Christopher Barzak got me with this one (from his site):
This past spring, I was passed a debut novel from an editor at Delacorte Press, asking if I’d read it. It’s called The Broken Teaglass, by Emily Arsenault. It’s an interesting novel, set in a dictionary company, with a mystery hidden in the files of word citations, buried there for others to find by a Mysterious Someone. It was totally my kind of mystery, words and putting together a story like pieces of a puzzle, and so I enthusiastically blurbed the book, like this:
“Charming and witty are not the usual adjectives used to describe a mystery novel, but in the case of Emily Arsenault’s debut, all expectations and definitions must be relinquished. Not since A. S. Byatt’s Possession have I come across such a fascinating secret history as the one hidden within the pages of The Broken Teaglass and the ones we all carry inside us.”

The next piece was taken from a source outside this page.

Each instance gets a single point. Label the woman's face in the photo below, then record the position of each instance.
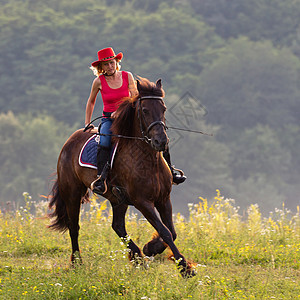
(109, 67)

For all you teen librarians out there, PW makes it sound very friendly for that age group as well:
"In Arsenault's quirky, arresting debut, two young lexicographers find clues to an old murder case hidden in the files at their dictionary company. Billy, the narrator, is a 'strapping' recent grad with a football player's physique, a penchant for philosophy and a painful chapter in his past that he hasn't quite closed. Mona is a girls' college grad with an ambivalent relationship to her stepfather's wealth and a habit of falling for older, wiser men. The two are drawn together by tantalizing clues left — they assume by a former employee — in the company's citation files. As Billy and Mona spend more and more time hunched over the mysterious 'cits' from a book called The Broken Teaglass, they realize the murder may involve colleagues and acquaintances who are still roaming around the office, and Billy struggles to overcome the challenges of entering the adult world and leaving his old life behind. The result is an absorbing, offbeat mystery — meets — coming-of-age novel that's as sweet as it is suspenseful."
It's totally on my holiday wish list!








October 24
2009
05:37 AM
Oh, this sounds great! Thanks for sharing, Colleen; I'm adding this to my reading list now.